Now, a month and two days after their separation, Jimena and her mother have been reunited at an airport in Houston.
ProPublica shared video on Twitter showing the mother and daughter from El Salvador holding hands. "Sonrisas," says someone watching the scene — "smiles!"
Jimena waved as they prepared to drive away. The video shows her cheerfully saying goodbye to an unseen person — "hasta luego!" she says.
On the original audiotape, Jimena, emotional but determined, repeatedly asked the adults around her to call her aunt.
At one point she said, "Are you going to call my aunt so she can come pick me up?" Another child, gasping for breath between tears, was audibly crying for his father.
"And then ... my mom can come as soon as possible?" Jimena asked. In a very quiet voice, she repeated that she had the number.

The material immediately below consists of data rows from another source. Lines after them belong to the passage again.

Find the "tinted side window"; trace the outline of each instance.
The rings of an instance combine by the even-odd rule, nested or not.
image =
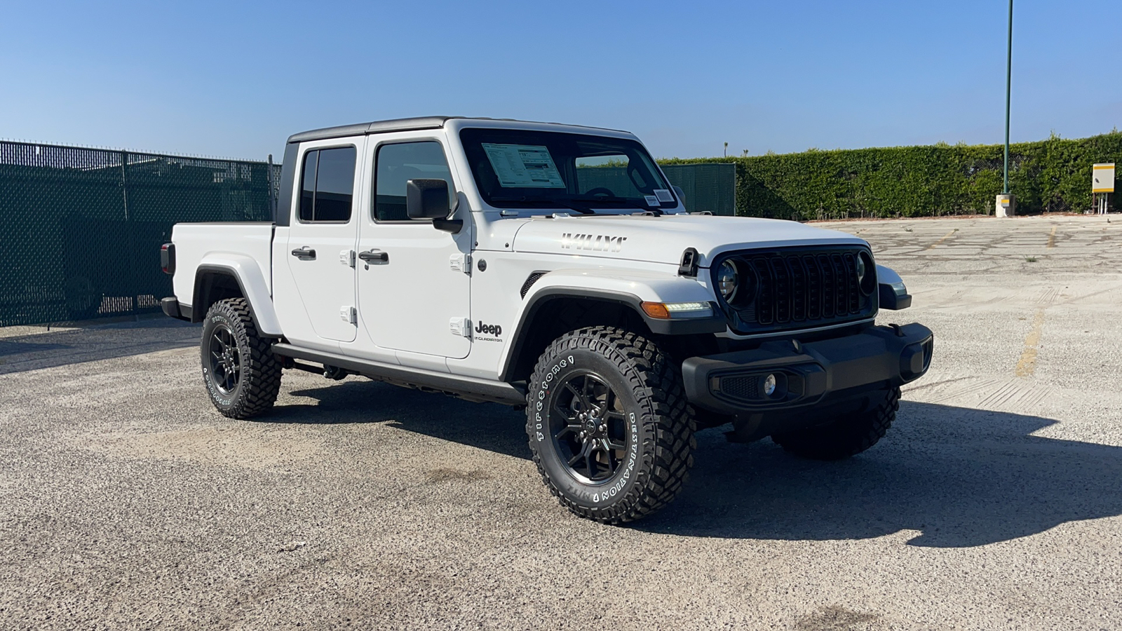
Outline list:
[[[315,204],[315,164],[320,152],[304,154],[304,176],[300,189],[300,220],[312,220],[312,208]]]
[[[355,147],[304,154],[301,221],[349,221],[355,196]]]
[[[410,180],[443,180],[450,199],[456,198],[452,172],[448,168],[440,143],[399,143],[378,147],[374,186],[374,218],[378,221],[407,221],[405,183]],[[454,201],[453,201],[454,203]]]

ProPublica followed up with Jimena a few days after publishing the audio. It found that her aunt had told Jimena's mother, Cindy Madrid, to make sure the girl memorized her number — and that knowing that number by heart was key to Jimena not getting lost in the chaotic immigration system, where authorities struggled to keep track of the families they were separating.

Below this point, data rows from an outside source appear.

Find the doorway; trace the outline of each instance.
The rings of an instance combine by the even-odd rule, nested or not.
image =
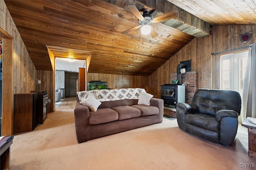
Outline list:
[[[76,97],[79,68],[85,68],[86,60],[55,57],[55,108],[63,101]]]

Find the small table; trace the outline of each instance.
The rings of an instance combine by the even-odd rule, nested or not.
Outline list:
[[[256,124],[252,122],[256,121],[256,118],[247,117],[242,125],[248,128],[248,155],[256,156]]]
[[[5,136],[0,140],[0,169],[10,168],[10,146],[12,144],[13,136]]]

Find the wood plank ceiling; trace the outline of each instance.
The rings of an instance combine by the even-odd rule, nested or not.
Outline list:
[[[209,35],[210,24],[255,24],[255,2],[235,1],[4,0],[37,69],[52,70],[47,46],[58,49],[56,57],[69,57],[62,48],[91,55],[89,72],[146,76],[195,37]],[[155,38],[139,30],[122,35],[138,25],[131,4],[155,17],[175,9],[179,16],[152,25]]]

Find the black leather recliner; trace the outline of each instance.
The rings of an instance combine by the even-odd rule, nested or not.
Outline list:
[[[180,128],[191,134],[228,146],[236,134],[241,107],[236,91],[198,89],[191,104],[177,104],[177,121]]]

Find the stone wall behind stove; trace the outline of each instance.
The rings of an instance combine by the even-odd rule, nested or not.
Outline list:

Most children separated from their families did not have information like that, a consular official told Jimena's aunt, according to ProPublica's reporting.
The Trump administration says that as of Thursday, it had reunited most of the youngest migrant children, those under the age of 5, with their families. The remaining children under 5, according to officials, are "ineligible for reunification for a variety of reasons, ranging from their parents' criminal records to the fact that some self-proclaimed parents were not their parents at all," as NPR's Colin Dwyer reported Thursday.
The reunifications involving the youngest children were completed two days after a court deadline, and covered only a fraction of the thousands of children separated because of the Trump administration's immigration policies.
Officials are struggling to reunite remaining families before the next deadline, in a little less than two weeks.